Five main types of pathogenic organisms that cause plant diseases are viruses, bacteria, fungi, protozoa and worms/nematodes, which can lead from damage to death. The genome availability of plants and pathogens gives us opportunities to understand the bio systems and disease mechanisms (Tables 32.1, 32.2, and 32.3).

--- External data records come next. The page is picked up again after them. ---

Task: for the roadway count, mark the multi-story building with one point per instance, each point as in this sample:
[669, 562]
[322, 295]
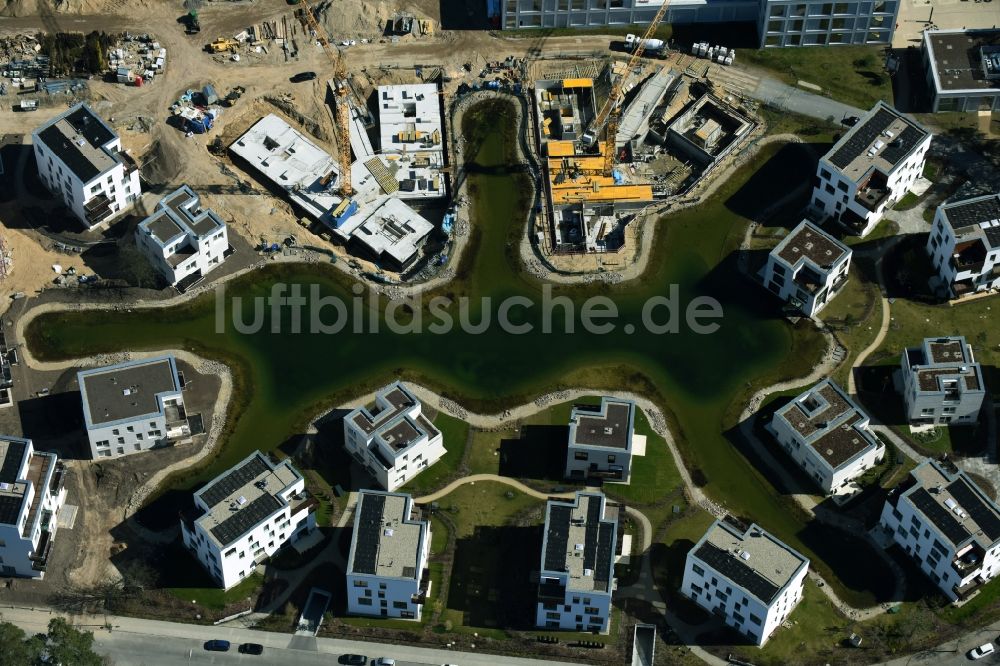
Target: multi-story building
[393, 440]
[132, 406]
[600, 440]
[870, 168]
[31, 494]
[81, 161]
[964, 245]
[745, 576]
[807, 268]
[778, 22]
[577, 578]
[387, 574]
[181, 239]
[963, 69]
[942, 383]
[948, 525]
[827, 434]
[244, 515]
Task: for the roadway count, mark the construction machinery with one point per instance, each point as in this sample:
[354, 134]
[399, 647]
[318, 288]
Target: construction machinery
[610, 114]
[342, 112]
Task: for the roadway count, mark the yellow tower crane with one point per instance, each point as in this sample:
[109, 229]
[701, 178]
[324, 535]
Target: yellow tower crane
[610, 114]
[343, 114]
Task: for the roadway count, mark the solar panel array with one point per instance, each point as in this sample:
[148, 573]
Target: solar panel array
[245, 518]
[971, 502]
[738, 572]
[369, 529]
[12, 462]
[940, 516]
[233, 481]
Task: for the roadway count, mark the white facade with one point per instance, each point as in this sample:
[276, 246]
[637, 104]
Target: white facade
[133, 406]
[964, 245]
[600, 440]
[81, 161]
[182, 240]
[577, 578]
[807, 268]
[827, 434]
[950, 528]
[393, 440]
[387, 574]
[749, 578]
[245, 515]
[870, 168]
[31, 494]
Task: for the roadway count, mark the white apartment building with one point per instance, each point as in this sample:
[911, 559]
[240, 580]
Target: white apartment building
[870, 168]
[393, 440]
[964, 245]
[132, 406]
[807, 268]
[81, 161]
[244, 515]
[600, 440]
[387, 574]
[942, 383]
[577, 578]
[747, 577]
[31, 494]
[950, 528]
[827, 434]
[182, 240]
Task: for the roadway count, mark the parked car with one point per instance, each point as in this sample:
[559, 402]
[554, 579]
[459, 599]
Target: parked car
[354, 659]
[983, 650]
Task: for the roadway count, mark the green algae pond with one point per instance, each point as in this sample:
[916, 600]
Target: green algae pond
[284, 378]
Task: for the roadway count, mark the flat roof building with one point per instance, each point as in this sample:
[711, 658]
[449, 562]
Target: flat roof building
[132, 406]
[942, 382]
[964, 245]
[245, 515]
[828, 436]
[870, 168]
[963, 69]
[746, 576]
[387, 572]
[81, 161]
[31, 495]
[807, 268]
[577, 578]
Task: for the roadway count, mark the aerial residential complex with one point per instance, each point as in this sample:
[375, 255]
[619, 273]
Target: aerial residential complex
[828, 436]
[600, 440]
[870, 168]
[963, 69]
[964, 245]
[778, 22]
[393, 440]
[807, 268]
[948, 525]
[182, 240]
[577, 576]
[387, 574]
[81, 161]
[132, 406]
[942, 383]
[745, 576]
[245, 515]
[31, 494]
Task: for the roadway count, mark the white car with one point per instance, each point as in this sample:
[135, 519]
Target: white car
[983, 650]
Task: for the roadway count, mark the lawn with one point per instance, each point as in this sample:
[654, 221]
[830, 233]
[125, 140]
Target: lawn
[851, 74]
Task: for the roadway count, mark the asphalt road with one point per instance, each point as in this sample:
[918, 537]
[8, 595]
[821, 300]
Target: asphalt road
[139, 642]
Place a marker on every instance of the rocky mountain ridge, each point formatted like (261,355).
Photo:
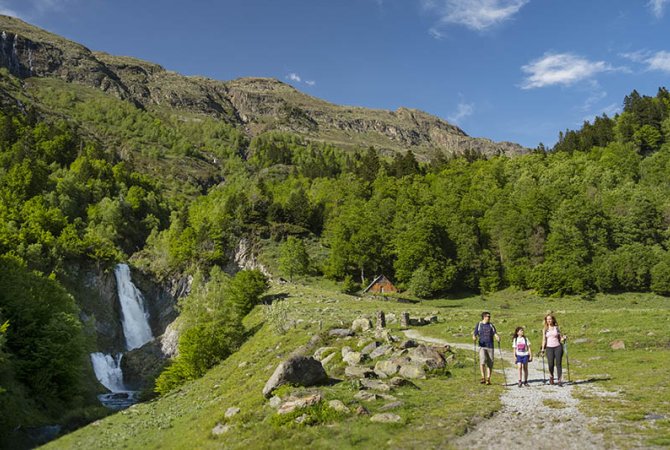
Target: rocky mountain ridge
(254,104)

Table 32.1 List of important plant diseases with their causing organism, in which most of pathogen genomes are available in the NCBI database
Table 32.2 List of important plant pathogen genome details
Table 32.3 Plant genome sequence details

32.6 Conclusion

The applications of bioinformatics to plant pathology have been pivotal role in understanding of host and pathogen evolution and molecular interactions between host and pathogen. Availability of next-generation sequencing data of candidate model organisms of all kingdom through high-throughput technology is convenient to deal with biological systems and understand the biological sequence–structure–function correlation using in-silico biology tools, technology and databases. Genome annotation, assembly, bioproject, biosample submission, sequence data submission, retrieval of data, data analysis, variation analysis, conserved domain analysis, gene identification, regulatory elements analysis, gene expression analysis, structure prediction, structure visualization, structure analysis, structure classification, molecular modeling, epitope identification and mapping using 3D, drug designing, active site analysis and molecular docking, etc. play an important role to achieve biological function and understand the sequence–structure–function relationship. These all in-silico biology techniques will be further helpful in genomics-assisted crop improvement and development of designer crops with high yield and super quality.